California's Budget Crisis And Cattle

California can’t come up with a budget, as the Golden State continues to drown in red ink. This year's budget shortfall is $15 billion, and Governor Schwarzenegger has vowed to reduce the wages of 200,000 state employees to the federal minimum of $6.55 an hour until a budget agreement is reached (by the way, the federal minimum wage is lower than California’s minimum wage of $8 an hour).

If this happens—and the state controller suggests the Governor can’t do this--everyone from state university professors to highway repair crews to secretaries to DMV testers will be making less than the kid at McDonald’s, because McDonald’s has to pay California’s minimum wage. “Crucial” services like law enforcement are exempt.

California goes through this tortuous exercise every year, but this year’s showdown is particularly nasty.

On the other hand, maybe not everyone in the state merits more than $6.55 an hour. I say this as I read that today, state-employed researchers at UC Davis plan to demonstrate the importance of cows taking a shower.

Yep.

It’s all about how to keep cows cool in the heat, which is apparently a mystery. The California Farm Bureau reports that, “No one has been certain how much cooling cows need to be comfortable in the heat, so specialists created the showers that cows could turn on themselves.”

Yep.

Now, I’m sure this is going to save cows’ lives and save farmers money (except on their water bills), but, well, I guess as a taxpayer I was sorta hoping state researchers would be more focused on curing cancer.

But the real beef in my reporting today involves a different part of cattle ranching.

Today I’m doing a story on how cattle ranchers are trying to expand their hedging strategies to offset high feed and fuel costs. We catch up with Brett Crosby of Custom Ag Solutions, a Wyoming cattle rancher we first interviewed in December. Back then, Crosby was using the futures markets to hedge against high feed costs. Now, it’s oil he’s trying to hedge. He says, though, that it’s difficult for a small or mid-size farm operation to participate in the futures markets for many commodities. “A corn contract, for example, calls for 5,000 bushels per contract,” Crosby says. “Feeder cattle (call for) 50,000 pounds per contract, live cattle 40,000 pounds.” Those are big amounts for a small operation.

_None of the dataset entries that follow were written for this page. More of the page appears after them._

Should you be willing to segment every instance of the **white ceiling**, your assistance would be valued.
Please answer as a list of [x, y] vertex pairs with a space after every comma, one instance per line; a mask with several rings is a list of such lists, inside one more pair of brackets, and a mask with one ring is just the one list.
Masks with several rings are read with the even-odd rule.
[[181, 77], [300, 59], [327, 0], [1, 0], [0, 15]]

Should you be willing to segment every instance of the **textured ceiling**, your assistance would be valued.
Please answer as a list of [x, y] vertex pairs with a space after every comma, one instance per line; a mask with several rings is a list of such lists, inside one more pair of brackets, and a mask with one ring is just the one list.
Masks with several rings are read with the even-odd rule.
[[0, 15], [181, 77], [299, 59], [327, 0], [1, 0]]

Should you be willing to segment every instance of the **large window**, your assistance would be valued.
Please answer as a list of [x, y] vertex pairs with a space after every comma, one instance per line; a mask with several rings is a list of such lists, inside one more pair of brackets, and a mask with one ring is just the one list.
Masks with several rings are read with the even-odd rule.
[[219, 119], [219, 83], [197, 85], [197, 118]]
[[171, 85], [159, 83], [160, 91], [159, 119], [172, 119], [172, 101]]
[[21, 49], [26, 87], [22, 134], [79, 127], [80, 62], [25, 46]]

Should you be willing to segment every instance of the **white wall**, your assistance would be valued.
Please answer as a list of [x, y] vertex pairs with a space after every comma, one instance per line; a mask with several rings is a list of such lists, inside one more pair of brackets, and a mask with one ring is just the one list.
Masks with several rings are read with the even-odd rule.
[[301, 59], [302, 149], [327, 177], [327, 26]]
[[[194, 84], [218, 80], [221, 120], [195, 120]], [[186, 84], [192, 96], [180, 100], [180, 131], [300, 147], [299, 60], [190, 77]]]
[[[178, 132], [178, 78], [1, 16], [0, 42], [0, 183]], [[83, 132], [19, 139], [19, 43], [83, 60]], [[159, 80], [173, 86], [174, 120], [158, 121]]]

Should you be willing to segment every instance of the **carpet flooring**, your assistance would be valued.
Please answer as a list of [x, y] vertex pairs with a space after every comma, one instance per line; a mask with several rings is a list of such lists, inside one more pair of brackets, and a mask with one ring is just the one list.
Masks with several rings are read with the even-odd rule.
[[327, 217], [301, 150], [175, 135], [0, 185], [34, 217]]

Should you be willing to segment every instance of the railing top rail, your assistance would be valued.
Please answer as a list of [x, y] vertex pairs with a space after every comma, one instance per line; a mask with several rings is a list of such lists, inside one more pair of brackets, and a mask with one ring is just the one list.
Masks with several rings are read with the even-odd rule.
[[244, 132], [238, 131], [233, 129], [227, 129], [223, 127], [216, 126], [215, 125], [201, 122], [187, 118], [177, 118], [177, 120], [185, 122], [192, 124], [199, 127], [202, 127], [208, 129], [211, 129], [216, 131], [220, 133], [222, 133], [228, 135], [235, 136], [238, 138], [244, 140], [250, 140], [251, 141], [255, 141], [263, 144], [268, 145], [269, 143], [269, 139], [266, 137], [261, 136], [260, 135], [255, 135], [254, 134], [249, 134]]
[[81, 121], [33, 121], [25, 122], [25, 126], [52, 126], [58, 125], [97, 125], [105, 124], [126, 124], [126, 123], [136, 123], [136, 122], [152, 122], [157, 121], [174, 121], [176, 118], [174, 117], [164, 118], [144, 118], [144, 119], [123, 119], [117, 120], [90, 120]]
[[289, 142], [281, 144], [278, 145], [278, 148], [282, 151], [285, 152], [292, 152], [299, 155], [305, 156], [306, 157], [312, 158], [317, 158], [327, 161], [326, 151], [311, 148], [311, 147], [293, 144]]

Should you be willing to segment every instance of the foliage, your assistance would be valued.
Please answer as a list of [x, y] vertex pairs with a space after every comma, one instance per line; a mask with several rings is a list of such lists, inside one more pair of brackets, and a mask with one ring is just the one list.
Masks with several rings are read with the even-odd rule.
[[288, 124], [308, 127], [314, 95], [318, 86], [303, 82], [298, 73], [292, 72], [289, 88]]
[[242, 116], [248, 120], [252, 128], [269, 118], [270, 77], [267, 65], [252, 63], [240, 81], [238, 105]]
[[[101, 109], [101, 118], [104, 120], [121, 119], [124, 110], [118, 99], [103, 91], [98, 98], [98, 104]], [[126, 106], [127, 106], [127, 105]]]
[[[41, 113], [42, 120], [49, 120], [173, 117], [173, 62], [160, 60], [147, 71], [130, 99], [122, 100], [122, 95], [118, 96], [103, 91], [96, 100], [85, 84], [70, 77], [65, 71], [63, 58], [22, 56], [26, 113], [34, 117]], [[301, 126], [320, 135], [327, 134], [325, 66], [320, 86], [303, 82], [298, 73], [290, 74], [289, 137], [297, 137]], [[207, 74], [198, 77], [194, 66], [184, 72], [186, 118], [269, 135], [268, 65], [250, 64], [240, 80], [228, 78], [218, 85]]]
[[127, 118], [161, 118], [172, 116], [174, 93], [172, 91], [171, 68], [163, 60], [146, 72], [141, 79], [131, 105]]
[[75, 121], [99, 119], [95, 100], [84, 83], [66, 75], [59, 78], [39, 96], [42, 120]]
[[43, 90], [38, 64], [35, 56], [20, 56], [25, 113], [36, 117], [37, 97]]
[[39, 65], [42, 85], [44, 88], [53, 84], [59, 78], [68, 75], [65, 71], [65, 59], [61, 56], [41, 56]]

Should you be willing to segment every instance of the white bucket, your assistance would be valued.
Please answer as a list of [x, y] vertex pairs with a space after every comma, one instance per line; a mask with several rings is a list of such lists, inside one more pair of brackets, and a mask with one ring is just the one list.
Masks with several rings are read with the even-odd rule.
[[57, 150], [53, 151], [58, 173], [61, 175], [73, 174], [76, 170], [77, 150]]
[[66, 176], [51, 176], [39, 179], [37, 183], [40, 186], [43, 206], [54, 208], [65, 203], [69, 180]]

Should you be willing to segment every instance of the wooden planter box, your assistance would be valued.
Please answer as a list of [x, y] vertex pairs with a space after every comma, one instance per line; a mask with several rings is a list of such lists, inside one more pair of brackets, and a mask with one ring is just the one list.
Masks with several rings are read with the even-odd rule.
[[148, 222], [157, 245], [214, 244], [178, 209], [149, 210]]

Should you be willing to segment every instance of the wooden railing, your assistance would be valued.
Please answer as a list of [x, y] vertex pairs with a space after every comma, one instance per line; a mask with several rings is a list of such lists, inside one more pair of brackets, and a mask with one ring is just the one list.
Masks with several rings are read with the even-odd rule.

As for hedging fuel costs—which have doubled--diesel fuel contracts are 30,000 gallons each, says Crosby, more fuel than some ranchers will use in two or three years.

So now Crosby is starting to invest in things like the PowerShares DB Oil Fund, an ETF that allows him to play the market in smaller bites.

DANGER, DANGER

But Carl Anderson at Texas A&M warns some farmers are getting in way over their heads. They’re buying straight futures contracts, only to see the futures prices take off much faster than the actual cash prices turn out to be. Farmers then have to cover the difference, and that could break some smaller players. Anderson says it happened to cotton farmers in Texas in March. “I mean, there were large operators that sent in a billion dollars worth of margin money overnight to some of the exchanges when the price just flat ran away from the cash price.” Large operators can afford to do that. Small operators don’t have that kind of money.

Anderson suggests farmers invest in put and call options instead of straight futures. Meantime, Brett Crosby is busy advising ranchers on how to play the game. “I think the most common mistake that farmers and ranchers make is underestimating the price volatility that exists for the commodity that they produce,” he says. “In other words, I think that farmers and ranchers are consistently more optimistic about prices than the rest of the market is.”